As long-term Prince William County leader (and former Continental Congressmen) William Grayson grew ill (and would die in 1790), Prince William County voters elected Henry Washington as one of their part-time representatives in the Virginia House of Delegates. However, in the next election they only re-elected his co-delegate, merchant Alexander Henderson. Major Richard Scott Blackburn, son of patriot war hero Thomas Blackburn, replaced Washington. His father and younger brother Bailey Washington Jr. also served in the state legislature, but represented their native Stafford County. Washington engaged in several property sales and purchases in Prince William County in the vicinity of Gainesville beginning around 1790. He bought property from, among others, Thomas Blackburn, Mann Page, and Mathew Harrison, who at other times represented Prince William County in the House of Delegates.
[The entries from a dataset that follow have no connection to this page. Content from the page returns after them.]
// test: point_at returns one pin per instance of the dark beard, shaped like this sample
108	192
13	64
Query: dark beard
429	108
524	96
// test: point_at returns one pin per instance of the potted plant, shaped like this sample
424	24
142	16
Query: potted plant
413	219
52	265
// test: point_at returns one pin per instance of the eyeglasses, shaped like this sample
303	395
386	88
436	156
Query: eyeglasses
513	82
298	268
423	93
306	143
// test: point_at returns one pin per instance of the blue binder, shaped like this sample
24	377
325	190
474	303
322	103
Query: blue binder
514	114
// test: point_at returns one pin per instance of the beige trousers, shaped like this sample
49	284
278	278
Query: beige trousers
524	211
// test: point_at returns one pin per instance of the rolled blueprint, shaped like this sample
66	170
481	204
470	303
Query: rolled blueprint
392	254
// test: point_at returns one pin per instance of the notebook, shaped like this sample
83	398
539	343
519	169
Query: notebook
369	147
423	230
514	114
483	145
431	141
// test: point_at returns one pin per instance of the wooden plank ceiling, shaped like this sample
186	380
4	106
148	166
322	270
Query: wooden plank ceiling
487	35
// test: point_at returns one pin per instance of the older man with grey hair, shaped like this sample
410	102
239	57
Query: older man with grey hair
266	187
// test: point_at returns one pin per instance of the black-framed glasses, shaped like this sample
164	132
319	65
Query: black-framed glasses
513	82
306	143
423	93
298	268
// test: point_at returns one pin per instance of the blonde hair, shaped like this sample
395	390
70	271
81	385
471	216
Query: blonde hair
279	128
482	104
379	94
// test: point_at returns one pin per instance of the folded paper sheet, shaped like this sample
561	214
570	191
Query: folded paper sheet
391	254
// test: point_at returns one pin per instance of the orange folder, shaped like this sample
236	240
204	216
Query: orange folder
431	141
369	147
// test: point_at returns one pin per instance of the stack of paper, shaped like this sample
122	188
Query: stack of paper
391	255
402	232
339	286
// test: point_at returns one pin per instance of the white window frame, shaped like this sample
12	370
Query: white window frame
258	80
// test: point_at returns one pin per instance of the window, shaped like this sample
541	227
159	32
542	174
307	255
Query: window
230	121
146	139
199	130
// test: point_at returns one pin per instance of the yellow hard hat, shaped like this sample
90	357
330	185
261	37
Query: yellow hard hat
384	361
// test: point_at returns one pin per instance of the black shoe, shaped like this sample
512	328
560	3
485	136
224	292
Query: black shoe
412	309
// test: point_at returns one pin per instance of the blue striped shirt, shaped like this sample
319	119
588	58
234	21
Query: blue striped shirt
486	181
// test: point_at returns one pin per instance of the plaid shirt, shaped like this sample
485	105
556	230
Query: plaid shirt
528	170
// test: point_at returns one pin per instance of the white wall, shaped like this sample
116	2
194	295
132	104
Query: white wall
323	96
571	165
He sold 47 acre in Prince William County to Hugh Smith of Alexandria in 1815. This Henry Washington often experienced financial difficulties after the War of 1812, which twice led him to relocate his growing family, first to near Shelbyville, Kentucky, and later to Alabama (which was admitted to the Union in 1819). He established a plantation in what became Limestone County, Alabama (near the Tennessee border) where he lived his final years. The 1820 federal census does include an entry for a Henry Washington who owned a few slaves in Jeffersontown, Jefferson County, Kentucky, now a Louisville suburb west of Shelbyville on the Louisville to Frankfort road.

==Death and legacy==
Henry Washington died in Limestone County, Alabama in July 1825. His second wife, though impoverished especially after the Civil War, moved in with their youngest daughter and survived until age 96.